Topic Classification#

We can use the outputs of pycistopic to train a model to predict topic probabilities for a given sequence.

Since we plan on adding detailed use cases describing topic classification later on, we will only provide a brief overview of the workflow here. Refer to the introductory notebook for a more detailed explanation of the CREsted workflow.

Import Data#

For this tutorial, we will use the Mouse BICCN dataset. We will use the preprocessed, binarized outputs of pycistopic as input data for the topic classification model.

To train a topic classification model, we need the following data:

  1. A folder containing BED files per Topic (output of pycistopic).

  2. A genome fasta and optionally a chromosome sizes file.

import crested
# Download the tutorial data
import os

os.environ[
    "CRESTED_DATA_DIR"
] = "../../../Crested_testing/data/tmp"  # Change this to your desired directory
beds_folder, regions_file = crested.get_dataset("mouse_cortex_bed")

We can import a folder of BED files using the crested.import_beds() function.
This will return an Anndata object with the regions as .var and the bed file names as .obs (here: our Topics).
In this case, the adata.X values are binary, representing whether that region is associated with a topic or not.

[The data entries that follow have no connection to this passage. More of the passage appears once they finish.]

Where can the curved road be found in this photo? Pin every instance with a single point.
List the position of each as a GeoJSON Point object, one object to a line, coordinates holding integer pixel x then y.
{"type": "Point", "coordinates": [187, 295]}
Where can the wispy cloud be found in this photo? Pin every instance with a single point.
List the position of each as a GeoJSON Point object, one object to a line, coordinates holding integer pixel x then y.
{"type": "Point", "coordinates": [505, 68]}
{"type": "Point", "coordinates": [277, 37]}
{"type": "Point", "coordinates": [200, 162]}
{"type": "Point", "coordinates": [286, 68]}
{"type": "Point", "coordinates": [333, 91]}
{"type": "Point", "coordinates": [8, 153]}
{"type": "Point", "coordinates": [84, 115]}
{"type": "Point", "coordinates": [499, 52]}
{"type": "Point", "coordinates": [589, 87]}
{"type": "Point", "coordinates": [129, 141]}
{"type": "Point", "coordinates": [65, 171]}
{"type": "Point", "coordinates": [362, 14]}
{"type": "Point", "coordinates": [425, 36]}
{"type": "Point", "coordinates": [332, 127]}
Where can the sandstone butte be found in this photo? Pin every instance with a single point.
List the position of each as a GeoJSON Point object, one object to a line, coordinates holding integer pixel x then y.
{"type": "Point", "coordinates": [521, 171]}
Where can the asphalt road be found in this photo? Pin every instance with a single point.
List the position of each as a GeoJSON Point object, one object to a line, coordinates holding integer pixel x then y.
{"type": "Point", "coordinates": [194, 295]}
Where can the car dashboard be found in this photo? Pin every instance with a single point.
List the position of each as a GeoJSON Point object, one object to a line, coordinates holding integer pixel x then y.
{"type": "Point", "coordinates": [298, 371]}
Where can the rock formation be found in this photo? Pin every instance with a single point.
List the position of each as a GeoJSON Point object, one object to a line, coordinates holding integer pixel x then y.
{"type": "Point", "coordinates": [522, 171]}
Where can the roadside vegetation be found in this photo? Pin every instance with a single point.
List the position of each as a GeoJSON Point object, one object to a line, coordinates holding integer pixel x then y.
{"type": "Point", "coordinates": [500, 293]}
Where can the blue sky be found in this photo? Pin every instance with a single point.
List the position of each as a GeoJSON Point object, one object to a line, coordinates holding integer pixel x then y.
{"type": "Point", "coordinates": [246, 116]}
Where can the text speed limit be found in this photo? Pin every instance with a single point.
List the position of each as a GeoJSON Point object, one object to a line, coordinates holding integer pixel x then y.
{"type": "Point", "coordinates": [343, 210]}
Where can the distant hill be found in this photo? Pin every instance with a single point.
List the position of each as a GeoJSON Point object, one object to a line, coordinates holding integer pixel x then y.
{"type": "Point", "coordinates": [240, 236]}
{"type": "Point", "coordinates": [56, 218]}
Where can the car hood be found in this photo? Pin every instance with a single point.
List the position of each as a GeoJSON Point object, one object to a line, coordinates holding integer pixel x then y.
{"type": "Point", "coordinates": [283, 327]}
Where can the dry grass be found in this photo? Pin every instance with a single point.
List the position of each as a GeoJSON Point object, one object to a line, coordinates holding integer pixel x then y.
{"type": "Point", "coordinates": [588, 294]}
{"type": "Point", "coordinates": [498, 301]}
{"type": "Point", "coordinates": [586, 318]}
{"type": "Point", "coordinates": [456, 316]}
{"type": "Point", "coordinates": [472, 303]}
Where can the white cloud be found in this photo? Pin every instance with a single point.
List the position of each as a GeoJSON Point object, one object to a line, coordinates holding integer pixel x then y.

# Import the beds into an AnnData object
adata = crested.import_beds(
    beds_folder=beds_folder, regions_file=regions_file
)  # the regions file is optional for import_beds
adata
2024-08-14T11:45:13.940704+0200 WARNING Chromsizes file not provided. Will not check if regions are within chromosomes
2024-08-14T11:45:14.496482+0200 INFO Reading bed files from /lustre1/project/stg_00002/lcb/lmahieu/projects/Crested_testing/data/tmp/data/mouse_biccn/beds.tar.gz.untar and using /lustre1/project/stg_00002/lcb/lmahieu/projects/Crested_testing/data/tmp/data/mouse_biccn/consensus_peaks_biccn.bed as var_names...
2024-08-14T11:47:31.431482+0200 WARNING 107610 consensus regions are not open in any class. Removing them from the AnnData object. Disable this behavior by setting 'remove_empty_regions=False'
View of AnnData object with n_obs × n_vars = 80 × 439383
    obs: 'file_path', 'n_open_regions'
    var: 'n_classes', 'chr', 'start', 'end'

We have 80 classes (topics) and 439386 regions in the dataset.

Preprocessing#

For topic classification there is little preprocessing to be performed compared to peak regression.
The data does not need to be normalized since the values are binary and we don’t filter any regions on specificity since by nature of topic modelling the selected regions should already be ‘meaningful’ regions.
You could change the width of the regions, but we tend to keep the regions at 500bp for topic classification.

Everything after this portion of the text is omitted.